Like calls to regular functions, calls to C built-ins are also
candidates to certain optimizations.  For example, given this code:

: int a = __builtin_preserve_enum_value(*(typeof(enum E) *)eB, BPF_ENUMVAL_VALUE);
: int b = __builtin_preserve_enum_value(*(typeof(enum E) *)eB, BPF_ENUMVAL_VALUE);

The compiler may very well decide to optimize out the second call to the
built-in if it is to be considered "pure", i.e. given exactly the same
arguments it produces the same results.

We observed that clang indeed seems to optimize that way.  See
https://godbolt.org/z/zqe9Kfrrj .

That kind of optimizations have an impact on the number of CO-RE
relocations emitted.

Question:

Is the BPF loader, the BPF verifier or any other core component sensible
in any way to the number (and ordering) of CO-RE relocations for some
given BPF C program?  i.e. compiling the same BPF C program above with
and without that optimization, will it work in both cases?

Yes, it should.

If no, then perfect!  Different compilers can optimize slightly

Did you mean "if yes, then perfect"? Because otherwise it makes no sense :)
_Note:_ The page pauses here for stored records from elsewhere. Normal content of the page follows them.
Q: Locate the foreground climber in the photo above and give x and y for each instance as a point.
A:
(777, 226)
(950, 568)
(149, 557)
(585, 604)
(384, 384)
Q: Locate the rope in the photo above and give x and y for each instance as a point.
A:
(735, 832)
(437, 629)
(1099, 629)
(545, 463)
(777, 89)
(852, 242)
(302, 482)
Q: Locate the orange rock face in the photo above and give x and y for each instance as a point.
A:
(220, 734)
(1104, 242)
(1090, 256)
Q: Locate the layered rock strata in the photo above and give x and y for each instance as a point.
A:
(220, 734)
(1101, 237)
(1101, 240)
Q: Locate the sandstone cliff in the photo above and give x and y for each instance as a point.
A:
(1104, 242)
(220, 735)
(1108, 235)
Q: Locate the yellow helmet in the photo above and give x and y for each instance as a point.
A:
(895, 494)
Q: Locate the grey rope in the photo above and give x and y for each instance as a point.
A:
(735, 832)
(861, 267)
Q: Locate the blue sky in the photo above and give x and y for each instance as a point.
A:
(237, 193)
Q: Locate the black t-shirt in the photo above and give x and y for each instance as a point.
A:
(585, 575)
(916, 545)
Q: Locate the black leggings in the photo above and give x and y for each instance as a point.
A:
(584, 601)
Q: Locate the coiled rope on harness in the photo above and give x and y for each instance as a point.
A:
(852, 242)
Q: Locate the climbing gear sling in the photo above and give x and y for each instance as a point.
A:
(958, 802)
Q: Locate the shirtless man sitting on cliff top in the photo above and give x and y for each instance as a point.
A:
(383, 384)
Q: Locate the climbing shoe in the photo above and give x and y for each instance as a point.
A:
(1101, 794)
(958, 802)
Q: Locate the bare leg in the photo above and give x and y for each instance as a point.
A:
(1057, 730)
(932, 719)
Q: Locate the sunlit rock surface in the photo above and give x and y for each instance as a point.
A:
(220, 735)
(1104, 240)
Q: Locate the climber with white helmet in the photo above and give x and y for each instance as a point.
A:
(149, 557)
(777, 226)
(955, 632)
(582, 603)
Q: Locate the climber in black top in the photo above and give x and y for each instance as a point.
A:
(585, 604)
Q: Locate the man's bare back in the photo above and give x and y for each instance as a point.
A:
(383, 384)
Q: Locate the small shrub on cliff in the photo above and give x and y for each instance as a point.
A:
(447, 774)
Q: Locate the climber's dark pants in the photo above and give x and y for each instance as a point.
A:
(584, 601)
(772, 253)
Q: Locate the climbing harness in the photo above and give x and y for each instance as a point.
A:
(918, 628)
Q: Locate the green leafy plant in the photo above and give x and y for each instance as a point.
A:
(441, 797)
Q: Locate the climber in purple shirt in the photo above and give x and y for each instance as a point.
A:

differently (or not optimize at all) and we can mark these built-ins as
pure in GCC as well, benefiting from optimizations without worrying to
have to emit exactly what clang emits.

Yes, it should be fine, as long as the compiler doesn't assume any
specific value returned by CO-RE relocation (and doesn't perform any
optimizations based on that assumed value). From the BPF verifier
side, it's just a constant, so the BPF verifier itself doesn't care.
 From the libbpf/BPF loader standpoint, all that matters is that there
is CO-RE relocation information that specifies how some BPF
instruction needs to be adjusted to match the host kernel properly.
Whether CO-RE relocation is repeated many times, or performed just
once and that constant value is just reused in the code many times,
shouldn't matter at all.

For cases like this:

>> : int a = __builtin_preserve_enum_value(*(typeof(enum E) *)eB, 
BPF_ENUMVAL_VALUE);
>> : int b = __builtin_preserve_enum_value(*(typeof(enum E) *)eB, 
BPF_ENUMVAL_VALUE);

Internally llvm (one bpf backend pass) will converts
  __builtin_preserve_enum_value(*(typeof(enum E) *)eB, BPF_ENUMVAL_VALUE)
to a global variable based on the captured info, builtin,
type, value, etc.

Since 'int a = ...' and 'int b = ...' have the same value,
the same bpf backend pass will only creates one global variable,
hence effectively doing CSE.

gcc might implement different way, but for the same
built in type + its same source representation, CSE
should be okay.

If yes, wouldn't it be better to disable that kind of optimization in
all C BPF compilers, i.e. to make the compilers aware of the side-effect
so they will not optimize built-in calls out (or replicate them.) and to
make this mandatory in the CO-RE spec?  Making a compiler to optimize
exactly like another compiler is difficult and sometimes even not
feasible.

Thanks in advance for the clarification/info!